Politics, religion, sex: I suspect most composers, most of the time, play just enough politics and religious politics in order to get their music made and insure a reasonable life-style. I assume that sex is part of that reasonable life-style, but we're polite company, and we don't talk about it.

3 comments:

Marc Chan said...

Daniel,

I'm on the same page. For whatever reason, sexless composers seem to be the norm. Didn't Jan Swafford's Brahms book get panned by European critics for imagining Brahms' sex life, Madonna-Whore complex and all?

Sometimes I envy visual artists for whom sex seems to be a part of the whole package, where it's worn proudly along with their work, part of life and so (inevitably) part of their art.

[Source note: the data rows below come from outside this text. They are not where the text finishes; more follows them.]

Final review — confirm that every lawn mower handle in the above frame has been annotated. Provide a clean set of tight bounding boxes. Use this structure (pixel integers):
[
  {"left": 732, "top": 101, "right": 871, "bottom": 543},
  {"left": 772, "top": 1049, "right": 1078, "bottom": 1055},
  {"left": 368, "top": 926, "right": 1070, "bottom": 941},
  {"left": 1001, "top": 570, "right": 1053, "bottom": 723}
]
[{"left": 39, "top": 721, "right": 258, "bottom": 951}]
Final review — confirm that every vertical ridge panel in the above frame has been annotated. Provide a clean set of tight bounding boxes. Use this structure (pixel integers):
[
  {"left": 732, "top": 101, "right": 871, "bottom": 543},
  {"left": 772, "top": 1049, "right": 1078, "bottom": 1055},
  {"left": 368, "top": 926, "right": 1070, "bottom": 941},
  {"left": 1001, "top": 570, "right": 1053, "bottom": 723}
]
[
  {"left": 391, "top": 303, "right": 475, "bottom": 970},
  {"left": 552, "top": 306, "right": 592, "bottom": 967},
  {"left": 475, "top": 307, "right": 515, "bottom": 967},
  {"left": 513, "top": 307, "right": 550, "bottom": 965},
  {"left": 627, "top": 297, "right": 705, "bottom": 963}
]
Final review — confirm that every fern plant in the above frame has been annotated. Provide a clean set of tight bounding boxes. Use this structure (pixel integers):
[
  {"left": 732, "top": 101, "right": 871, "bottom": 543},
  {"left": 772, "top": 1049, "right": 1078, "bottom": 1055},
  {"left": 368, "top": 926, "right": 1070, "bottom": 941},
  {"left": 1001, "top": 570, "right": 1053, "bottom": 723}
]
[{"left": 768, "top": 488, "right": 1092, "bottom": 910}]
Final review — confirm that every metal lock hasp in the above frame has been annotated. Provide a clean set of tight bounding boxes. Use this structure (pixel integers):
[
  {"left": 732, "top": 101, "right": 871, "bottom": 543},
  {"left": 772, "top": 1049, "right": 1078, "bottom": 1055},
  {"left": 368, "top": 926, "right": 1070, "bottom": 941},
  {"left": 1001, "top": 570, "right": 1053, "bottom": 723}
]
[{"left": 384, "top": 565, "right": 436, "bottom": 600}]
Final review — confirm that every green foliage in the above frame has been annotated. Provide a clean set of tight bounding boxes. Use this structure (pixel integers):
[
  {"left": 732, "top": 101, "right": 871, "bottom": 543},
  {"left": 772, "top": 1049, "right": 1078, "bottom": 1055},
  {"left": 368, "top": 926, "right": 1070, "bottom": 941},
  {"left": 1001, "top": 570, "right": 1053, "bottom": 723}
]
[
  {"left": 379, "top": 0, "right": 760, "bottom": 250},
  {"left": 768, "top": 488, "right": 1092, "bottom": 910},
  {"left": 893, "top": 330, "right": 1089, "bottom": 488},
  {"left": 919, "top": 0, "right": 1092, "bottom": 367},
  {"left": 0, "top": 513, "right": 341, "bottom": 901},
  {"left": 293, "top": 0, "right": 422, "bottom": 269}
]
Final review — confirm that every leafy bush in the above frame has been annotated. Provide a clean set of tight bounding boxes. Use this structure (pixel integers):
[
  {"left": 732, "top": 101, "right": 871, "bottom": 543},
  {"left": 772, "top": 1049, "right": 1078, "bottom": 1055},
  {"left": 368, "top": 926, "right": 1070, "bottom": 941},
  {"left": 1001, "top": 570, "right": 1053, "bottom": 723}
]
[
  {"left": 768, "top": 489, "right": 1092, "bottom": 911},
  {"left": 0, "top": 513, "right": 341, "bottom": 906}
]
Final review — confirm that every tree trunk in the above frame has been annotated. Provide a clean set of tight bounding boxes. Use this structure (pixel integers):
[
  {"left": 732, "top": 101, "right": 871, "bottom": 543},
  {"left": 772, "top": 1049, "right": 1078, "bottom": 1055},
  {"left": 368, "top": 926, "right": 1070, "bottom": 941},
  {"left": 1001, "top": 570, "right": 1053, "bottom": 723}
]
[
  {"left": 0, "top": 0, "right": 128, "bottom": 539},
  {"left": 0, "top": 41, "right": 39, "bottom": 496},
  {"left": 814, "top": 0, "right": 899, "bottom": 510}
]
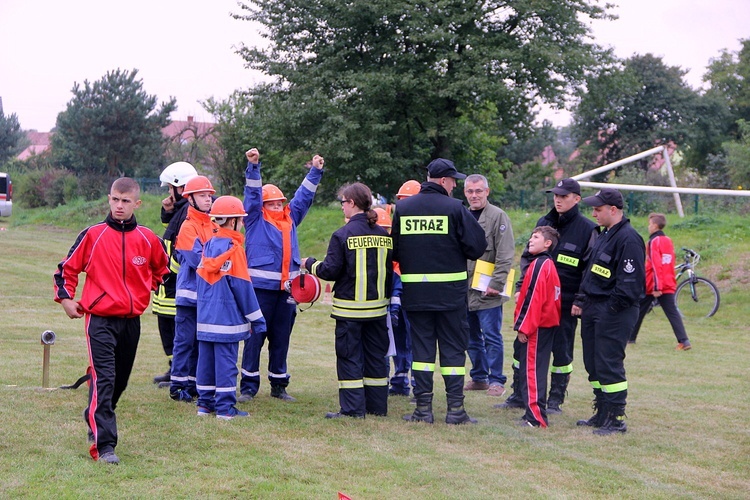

Sexless composers - who knew? Though everyone who's been through 4 years of conservatory life knows that that's just SO far from the truth. :)

Thanks for the post!

Marc

PS: I focused on sex. I suppose it's only polite if I add by way of footnote: "ditto religion and politics". :)

Civic Center said...

I've been supering in a very gifted young cast's "Don Giovanni" for the last three weeks of daily rehearsal in San Francisco. It's being directed by Catherine Malfitano, the legendary diva famous for her movement-filled performances, and it's been an extraordinary master class in stagecraft about how to layer a performance both individually and as an ensemble.

The production is traditional, simple, swift and abstract, but it tells the story clearly and beautifully, and that story is Sex, Politics, and Religion in all its permutations. Thanks for the confirmation.

And I don't put Wagner in the holiest operatic circle of Handel, Mozart, and Verdi either, but that's just a matter of taste. I'd put Britten in the holy circle too but you would deny it to your last days.

Lisa Hirsch said...

Daniel, L'incoronazione di Poppea deals with sex and politics, and depending on how you view Seneca in the opera, religion/philosophy. I'd put Monteverdi up there with the holy trio.